Как бы то ни было, историческая проза становится для Окуджавы спасительным и с 1968 года основным литературным занятием. Вечера отныне проводятся не чаще раза в полгода, новые песни пишутся не чаще, а в 1972 году и самое имя его кратковременно оказывается под запретом, так что уединенное сочинение исторических фантазий в домашнем затворничестве выглядит наилучшим выбором. Писал он, по собственному признанию, лежа на левом боку, очень мелко («чем мельче почерк – тем большее наслаждение испытываю», признавался он в 1982 году в ответах на анкету «Литературной Грузии», понимая, что на родине предков оценят самоиронию и кавказский эстетизм). Вечером перепечатывал. Утром иногда выбрасывал, а иногда правил. «Начало работы всегда трудно: нужно „влезть в шкуру“, найти ключ. Середина пахнет катастрофой: все перепуталось, поступки героев непредсказуемы, конец отдаляется, потраченный аванс снится ночами.
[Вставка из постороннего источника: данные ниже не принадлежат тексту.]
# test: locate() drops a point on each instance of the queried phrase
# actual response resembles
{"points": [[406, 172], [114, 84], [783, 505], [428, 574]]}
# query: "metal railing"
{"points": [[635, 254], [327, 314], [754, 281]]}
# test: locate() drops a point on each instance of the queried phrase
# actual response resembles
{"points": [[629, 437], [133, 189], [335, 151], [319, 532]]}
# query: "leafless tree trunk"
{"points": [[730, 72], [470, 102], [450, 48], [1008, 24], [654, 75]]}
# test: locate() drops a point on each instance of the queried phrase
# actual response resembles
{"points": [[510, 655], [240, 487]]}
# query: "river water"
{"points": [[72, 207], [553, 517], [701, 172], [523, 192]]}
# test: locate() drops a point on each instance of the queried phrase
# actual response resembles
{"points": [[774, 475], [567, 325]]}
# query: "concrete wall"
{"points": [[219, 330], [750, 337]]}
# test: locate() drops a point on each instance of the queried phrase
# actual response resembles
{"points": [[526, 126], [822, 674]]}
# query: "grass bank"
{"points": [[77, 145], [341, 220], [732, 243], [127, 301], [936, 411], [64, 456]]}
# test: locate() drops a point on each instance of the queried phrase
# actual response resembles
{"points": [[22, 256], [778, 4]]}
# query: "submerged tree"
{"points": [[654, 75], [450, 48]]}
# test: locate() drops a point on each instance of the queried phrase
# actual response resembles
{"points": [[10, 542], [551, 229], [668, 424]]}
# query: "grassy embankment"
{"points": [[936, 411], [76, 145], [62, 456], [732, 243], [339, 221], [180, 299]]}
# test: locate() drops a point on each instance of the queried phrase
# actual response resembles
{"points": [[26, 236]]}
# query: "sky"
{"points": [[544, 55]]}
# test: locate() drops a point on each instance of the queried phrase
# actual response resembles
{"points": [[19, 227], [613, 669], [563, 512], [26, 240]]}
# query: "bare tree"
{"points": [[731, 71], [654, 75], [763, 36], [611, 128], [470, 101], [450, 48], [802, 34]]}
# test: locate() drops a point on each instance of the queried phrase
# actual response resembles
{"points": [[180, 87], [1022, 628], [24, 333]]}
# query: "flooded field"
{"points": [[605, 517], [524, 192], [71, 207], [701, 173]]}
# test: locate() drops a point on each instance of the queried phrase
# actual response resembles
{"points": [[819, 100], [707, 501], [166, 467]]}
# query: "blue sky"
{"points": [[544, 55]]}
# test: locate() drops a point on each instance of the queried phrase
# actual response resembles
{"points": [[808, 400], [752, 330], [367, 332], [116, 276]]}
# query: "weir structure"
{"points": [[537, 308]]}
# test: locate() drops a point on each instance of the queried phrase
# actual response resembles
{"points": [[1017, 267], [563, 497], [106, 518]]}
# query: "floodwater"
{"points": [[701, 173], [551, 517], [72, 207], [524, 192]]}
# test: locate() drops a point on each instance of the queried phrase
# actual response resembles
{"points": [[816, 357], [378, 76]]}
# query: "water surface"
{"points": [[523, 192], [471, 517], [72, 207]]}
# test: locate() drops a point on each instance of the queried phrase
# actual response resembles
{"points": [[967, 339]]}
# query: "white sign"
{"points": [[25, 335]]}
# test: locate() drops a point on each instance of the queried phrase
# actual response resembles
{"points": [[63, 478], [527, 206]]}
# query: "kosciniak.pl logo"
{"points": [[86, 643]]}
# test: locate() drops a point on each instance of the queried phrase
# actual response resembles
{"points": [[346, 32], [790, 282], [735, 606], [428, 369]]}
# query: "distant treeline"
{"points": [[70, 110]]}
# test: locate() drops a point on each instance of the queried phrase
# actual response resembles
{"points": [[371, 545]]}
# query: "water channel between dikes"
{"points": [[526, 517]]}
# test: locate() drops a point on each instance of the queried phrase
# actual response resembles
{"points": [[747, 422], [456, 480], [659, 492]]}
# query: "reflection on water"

Завершение работы – обычно самая приятная часть, когда ничего не надо придумывать, все совершается само собой, вдохновенно и стремительно».

На вопрос же «Ставите ли вы перед собой какие-либо музыкальные, ритмические требования?» – ответил вовсе издевательски: «Никаких требований к себе, кроме нравственных. Достаточно с меня требований от окружающих».

4

Снятие Хрущева застало его в Куйбышеве, в составе бригады от бюро пропаганды: Храмов, Волгин, Дмитриев, Михайлов, Кашежева. (Именно там состоялся его упоминавшийся ранее разговор с Олегом Михайловым о Кирове.)

14 октября 1964 года Президиум ЦК КПСС сместил Хрущева с поста первого секретаря ЦК и председателя Совета министров в результате тихого переворота, подготовленного Брежневым и Подгорным. Хрущев встретил дружную критику (в том числе и со стороны верного Ильичева, своего главного идеологического цербера) на удивление кротко. Извинился за неоднократно проявленную грубость. Сказал, что считает происходящее своей победой: «Горжусь, что теперь партия может контролировать одного человека. Собрались и мажете говном, а я не могу возразить.» 16 октября в «Правде» появилось краткое сообщение об уходе Хрущева на пенсию в связи с допущенными ошибками, которые он не сможет исправить лично по возрасту и состоянию здоровья.

Утром 16 октября Окуджава постучал в номер Волгина:

– Знаешь, на улицах танки!

– Что такое?!

– Случился переворот. По радио передали.
[1] [2] [3] [4]



Добавить комментарий

  • Обязательные поля обозначены *.

If you have trouble reading the code, click on the code itself to generate a new random code.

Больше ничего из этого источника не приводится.